Data Catalog Vocabulary (DCAT) - United States Profile Chief Data Officers Council & Federal Committee on Statistical Methodology
Other
58 stars 6 forks source link

Theme field/topics #9

Closed hkdctol closed 8 months ago

hkdctol commented 1 year ago

Hyon Kim Data.gov GSA

Requirement(s)

If a catalog is to provide faceted views or a list of pertinent datasets on certain topics, the schema needs an agreed to list of topics or themes

Problem Statement

Current DCAT US 1.1 https://resources.data.gov/resources/dcat-us/#theme accepted value is array of strings, and states it could refer to ISO topics, but there is not an agreed-to list of topics for the theme field We need some input on potential existing lists that could be used, and consider adopting one.

Target Audience / Stakeholders

Agencies, public users

Additional context, comments, or links - Optional

Data.gov had several topics pages with manually curated list of datasets created by topic leads, which was not sustainable.
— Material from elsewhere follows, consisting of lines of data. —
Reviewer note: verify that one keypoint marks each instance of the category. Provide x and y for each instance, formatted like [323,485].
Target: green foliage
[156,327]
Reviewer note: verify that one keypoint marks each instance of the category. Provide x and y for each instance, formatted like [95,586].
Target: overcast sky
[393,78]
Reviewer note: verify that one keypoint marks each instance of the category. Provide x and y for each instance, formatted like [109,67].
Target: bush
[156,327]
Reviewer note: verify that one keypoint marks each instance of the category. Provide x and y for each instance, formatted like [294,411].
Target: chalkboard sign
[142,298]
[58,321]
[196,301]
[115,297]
Most topic pages have been archived. User testing that Data.gov conducted in 2022 indicated that public users do expect/benefit from pre-defined collection of datasets on certain topics.

philipashlock commented 1 year ago

There's a list of some Federal classification/taxonomy schemes listed and presented in spreadsheet form over here - https://github.com/GSA/governmentwide-classifications

TDabolt commented 9 months ago

P1 - we need to discuss - I agree we need a controlled vocab for topics - the question becomes - which one. I lean towards LOC related ones as they will be maintained are used across US and across disciplines. See issue submitted by @doi-jschlagel

fellahst commented 9 months ago

To meet this requirement for providing faceted views or lists of datasets based on specific topics or themes, the following solution is recommended. This approach aligns with the evolving standards of DCAT and allows for a flexible yet structured classification of datasets.
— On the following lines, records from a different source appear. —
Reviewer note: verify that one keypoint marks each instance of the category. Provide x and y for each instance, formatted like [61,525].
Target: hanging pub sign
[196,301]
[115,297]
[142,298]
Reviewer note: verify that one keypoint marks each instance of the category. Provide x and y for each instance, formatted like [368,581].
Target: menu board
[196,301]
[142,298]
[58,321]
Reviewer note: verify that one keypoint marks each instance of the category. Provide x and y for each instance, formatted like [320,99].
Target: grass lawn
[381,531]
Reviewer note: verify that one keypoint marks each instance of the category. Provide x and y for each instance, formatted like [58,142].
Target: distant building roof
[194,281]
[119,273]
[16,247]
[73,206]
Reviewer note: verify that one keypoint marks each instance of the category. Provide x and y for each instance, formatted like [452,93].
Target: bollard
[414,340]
Recommended Solution for theme Property:

Utilize Semantic Classifications:

The theme property should not be handled as a mere array of strings. Instead, it should refer to semantic classifications defined in a controlled vocabulary. This ensures that themes are not arbitrarily assigned but are based on a structured and recognized system of categorization.
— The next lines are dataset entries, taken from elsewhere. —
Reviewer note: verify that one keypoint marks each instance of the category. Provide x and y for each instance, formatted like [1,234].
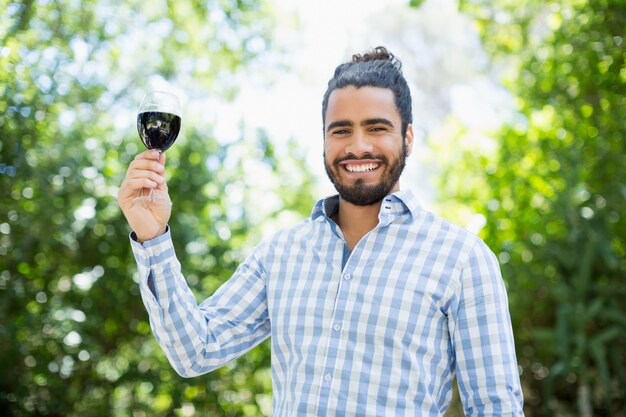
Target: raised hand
[148,219]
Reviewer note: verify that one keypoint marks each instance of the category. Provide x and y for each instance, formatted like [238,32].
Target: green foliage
[74,335]
[552,187]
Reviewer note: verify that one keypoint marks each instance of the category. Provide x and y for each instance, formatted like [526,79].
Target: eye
[341,132]
[378,129]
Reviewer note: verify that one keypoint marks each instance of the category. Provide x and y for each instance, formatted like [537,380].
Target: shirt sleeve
[487,372]
[198,338]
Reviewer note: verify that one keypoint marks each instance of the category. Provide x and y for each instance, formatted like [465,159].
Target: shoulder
[287,237]
[467,246]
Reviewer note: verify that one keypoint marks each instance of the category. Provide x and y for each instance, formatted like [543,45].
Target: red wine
[158,130]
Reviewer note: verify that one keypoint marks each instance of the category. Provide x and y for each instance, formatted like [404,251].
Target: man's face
[364,151]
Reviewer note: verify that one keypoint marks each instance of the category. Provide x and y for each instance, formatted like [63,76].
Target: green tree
[552,188]
[74,335]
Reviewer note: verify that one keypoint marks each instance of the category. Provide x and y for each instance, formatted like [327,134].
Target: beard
[361,194]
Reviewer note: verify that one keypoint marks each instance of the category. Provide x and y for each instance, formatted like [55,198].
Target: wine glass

Alignment with DCAT3 Standards:

In DCAT3, the theme property is a specialization of dcterms:subject, wherein themes categorizing the resources are organized in structures like skos:ConceptScheme, skos:Collection, owl:Ontology`, or similar. This structure describes all categories and their relations, as outlined in the DCAT3 Vocabulary.

Multiple Vocabularies for Classification:

It is not necessary to adhere to a single, universally applicable controlled vocabulary for themes. Instead, multiple vocabularies can be used for the classification of resources, allowing for greater flexibility and relevance across diverse datasets. The controlled vocabulary for theme and other classifier properties should not be limited to the Catalog of Datasets. Each Dataset within the Catalog can utilize one or more different controlled vocabularies for theme, enabling more specific and accurate classification.

More information can be found in resource classification section in DCAT US 3.0 usage guideline.

TDabolt commented 9 months ago

May want to consider a short discussion of how this can be accomplished in the implementation section.